В свое время, когда гипотеза о кризисе реализма в конце XIX – начале XX века обладала правами едва ли не общеэстетического закона, существование натуралистического этапа в историческом развитии литературы казалось вполне уместным и даже необходимым. В натурализме видели «выродившийся» реализм, своего рода «буферный» метод между высоким реализмом классики и распространившимся тогда модернизмом.

Репутация натурализма стала еще более скверной, когда была окончательно скомпрометирована сама гипотеза о «вырождении» реализма. Ведь теперь уже и речи не могло быть о том, чтобы числить по ведомству натурализма творческий метод, скажем, Чехова, как это делалось иной раз в прошлые десятилетия1. Руководимые естественным и вполне похвальным стремлением доказать жизнестойкость и плодотворность реализма на всех этапах его существования, историки литературы полностью освободили от подозрений в натуралистичности целый ряд сколько-нибудь заметных писателей.

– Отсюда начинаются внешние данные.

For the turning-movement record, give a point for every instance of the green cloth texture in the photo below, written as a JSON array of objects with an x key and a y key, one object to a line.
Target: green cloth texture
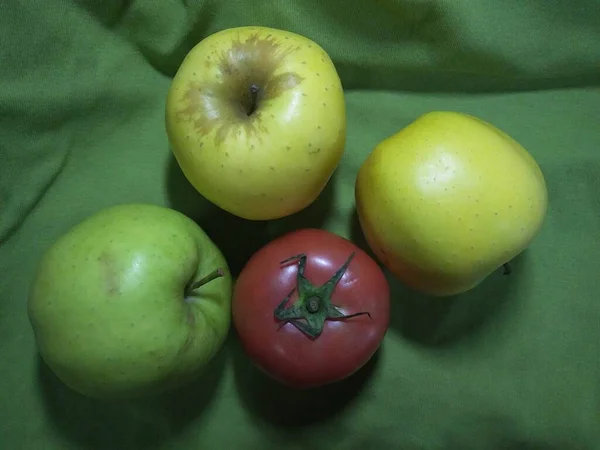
[{"x": 513, "y": 364}]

И не только русских… Теперь одиозными выглядят соображения о натуралистических тенденциях в творчестве братьев Гонкур, Флобера, Мопассана, Гауптмана, Ибсена, интерпретировавшихся современной им критикой почти исключительно в натуралистическом ключе. Даже родоначальник и трибун французского – и европейского – натурализма Э. Золя с оговорками, а чаще и без оных, введен в перечень «крупнейших реалистов» XIX века2.

Механизм подобного переведения того или иного писателя из натуралистического подчинения в собственно реалистическое обыкновенно куда как прост. Теоретические декларации того же Золя решительно противополагаются его художественной практике и объявляются либо не заслуживающими особого внимания, либо реалистическими по сути, хотя и «крайними», то есть натуралистическими, по способу изложения. При анализе же художественных текстов акцентируются в первую очередь начала, позволяющие сблизить творческий метод Золя с методом Бальзака или Льва Толстого, а те свойства и качества натуралистической литературы, которые плохо сообразуются с принципами реалистической эстетики, обходятся молчанием или выдаются за приметы сугубо индивидуального стиля.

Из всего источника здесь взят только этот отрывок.